On episode #258 of the science show This Week in Virology, Matt joins the TWiV team to discuss the discovery of a SARS-like coronavirus in bats that can infect human cells, and what is going on with MERS-coronavirus.
You can find TWiV #258 at www.microbe.tv/twiv.
The SARS pandemic of 2002-2003 is believed to have been caused by a bat coronavirus (CoV) that first infected a civet and then was passed on to humans. The isolation of a new SARS-like coronavirus from bats suggests that the virus could have directly infected humans.
A single colony of horseshoe bats (Rhinolophus sinicus) in Kunming, Yunnan Province, China, was sampled for CoV sequences over a one year period. Of a total of 117 anal swabs or fecal samples collected, 27 (23%) were positive for CoV sequences by polymerase chain reaction (PCR). Seven different SARS-like CoV sequences were identified, including two new ones. For the latter the complete genome sequence was determined, which showed a higher nucleotide sequence identity (95%) with SARS-CoV than had been previously observed before among bat viruses.
One of these new viruses was recovered by infecting monkey cell cultures with one of the PCR-positive samples. This virus could infect human cells and could utilize human angiotensin converting enzyme 2 (ACE2) as an entry receptor. The infectivity of this virus could also be neutralized with sera collected from seven different SARS patients.
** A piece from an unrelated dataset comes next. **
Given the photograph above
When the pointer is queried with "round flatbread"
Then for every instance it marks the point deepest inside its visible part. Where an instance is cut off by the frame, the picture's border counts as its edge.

None of the SARS-like coronaviruses previously isolated from bats are able to infect human cells. The reason for this block in replication is that the spike glycoprotein of these bat viruses do not recognize ACE2, the cell receptor for SARS-CoV. SARs-like CoVs isolated from palm civets during the 2002-2003 outbreak have amino acid changes in the viral spike glycoprotein that improve its interaction with ACE2. The civet was therefore believed to be an intermediate host for adaptation of SARS-CoV to humans. The isolation of bat SARS-like CoVs that can bind human ACE2 and replicate in human cells suggests that the virus might have spread directly from bats to humans.
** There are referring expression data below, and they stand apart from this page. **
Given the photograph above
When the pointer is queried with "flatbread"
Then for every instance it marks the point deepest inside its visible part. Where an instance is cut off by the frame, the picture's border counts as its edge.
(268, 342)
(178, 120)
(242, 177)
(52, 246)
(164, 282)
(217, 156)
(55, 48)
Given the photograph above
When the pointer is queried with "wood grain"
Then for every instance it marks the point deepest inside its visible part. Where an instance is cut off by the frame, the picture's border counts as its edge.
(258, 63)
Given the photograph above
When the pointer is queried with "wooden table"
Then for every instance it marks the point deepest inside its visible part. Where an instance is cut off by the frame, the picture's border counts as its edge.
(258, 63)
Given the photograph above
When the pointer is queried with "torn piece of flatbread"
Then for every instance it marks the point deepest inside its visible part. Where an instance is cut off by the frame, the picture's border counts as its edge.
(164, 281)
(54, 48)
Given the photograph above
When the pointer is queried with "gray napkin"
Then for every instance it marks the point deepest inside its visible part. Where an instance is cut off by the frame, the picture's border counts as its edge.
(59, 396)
This finding has implications for public health: if SARS-like CoVs that can infect human cells are currently circulating in bats, they have the potential to infect humans and cause another outbreak of disease. The authors believe that the diversity of bat CoVs is higher than we previously knew:
It would therefore not be surprising if further surveillance reveals a broad diversity of bat SL-CoVs that are able to use ACE2, some of which may have even closer homology to SARS-CoV than SL-CoV-WIV1.
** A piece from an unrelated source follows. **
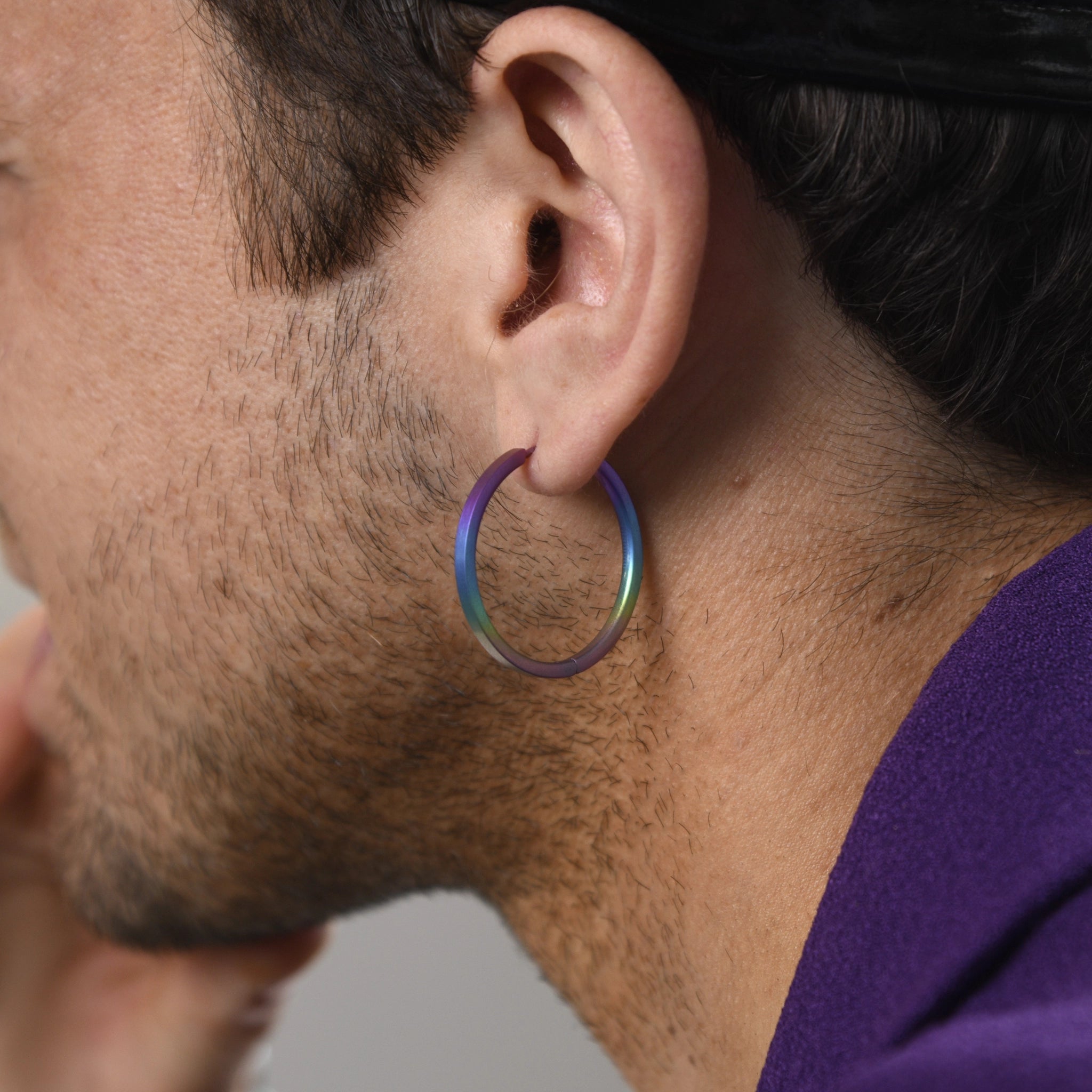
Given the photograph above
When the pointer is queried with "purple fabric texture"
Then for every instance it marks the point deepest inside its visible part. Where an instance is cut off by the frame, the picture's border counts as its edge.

Is there any implication of this work for the recently emerged MERS-CoV? Sequences related to MERS-CoV have been found in bats, and given that bats are known to be hosts of a number of viruses that infect humans, it is reasonable to postulate that MERS-CoV originated in bats. So far a 190 fragment of MERS-CoV nucleic acid has been found in a single bat from Saudi Arabia. Identification of the reservoir of MERS-CoV will require duplicating the methods reported in this paper: finding the complete viral genome, and infectious virus, in bats.